No reasonable American leader would reject half a loaf and choose to wage endless war in order to get the whole loaf. White House and State Department policymakers can’t bring themselves to understand that Palestinians, deep down, are any different. After all, aren’t we all human beings? Don’t we all have the same basic human needs and desires? Aren’t there common human values that we all share?
That’s why they keep pouring U.S. taxpayers’ money into the Palestinian Authority — at least $500 million annually, sometimes more, since 1994. They think that Palestinian leaders, like most Americans, care primarily about jobs, quality housing, and other material comforts. Give them enough prosperity, and they’ll be happy. It’s inconceivable to the White House and the State Department that Palestinian leaders would steal most of that money for themselves, and throw away a peace deal, in the hopeless and never-ending pursuit of destroying Israel.
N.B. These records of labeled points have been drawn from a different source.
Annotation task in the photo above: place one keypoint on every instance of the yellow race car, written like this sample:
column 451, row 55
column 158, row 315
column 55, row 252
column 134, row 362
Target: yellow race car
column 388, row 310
Thus, the constant stream of “surprises:” the phony promises to recognize Israel; the treaties that are signed and then broken; the negotiations that proceed in fits and starts, with nothing ever accomplished and the Palestinians demanding endless concessions just to keep the talks going; the claims to oppose terrorism, and then the unity pact with the terrorists. It’s one “surprise” after the next.
Here’s the sad truth: The Palestinians’s leaders are not just like ours. Their basic values and goals are not the same as those of Americans or Israelis, who choose their leaders democratically.
Like the rest of the Arab world, they don’t really believe in democracy — which is why the Arab regimes are headed by kings, generals, presidents-for-life, or, in the case of the Palestinian Authority’s Mahmoud Abbas, leaders who are still in office eight years after their term expires.
Like the rest of the Arab world, they don’t embrace the values of tolerance and pluralism. That’s why in the Palestinian Authority and its Arab neighbors, women are murdered for the sake of their families’ “honor,” political dissidents are tortured and religious minorities are persecuted.
Like the rest of the Arab world, the Palestinian Authority believes that terrorism against Israeli Jews is justified. That’s why the P.A.has not stamped out the terrorists in its midst, extradited terrorists to Israel (as required by the Oslo accords) or even outlawed terrorist groups. It can’t even bring itself to unequivocally condemn terrorist attacks, let alone cease teaching it in their schools.
And like the rest of the Arab world, the Palestinian leadership’s long-range concept of “peace” is one in which Israel does not exist.
Until our leaders recognize this simple reality, they will find themselves “surprised” again and again by the very unsurprising behavior of the Palestinian Arabs and their leadership.
Moshe Phillips is president of the Religious Zionists of America, Philadelphia Chapter; Benyamin Korn is the group’s chairman.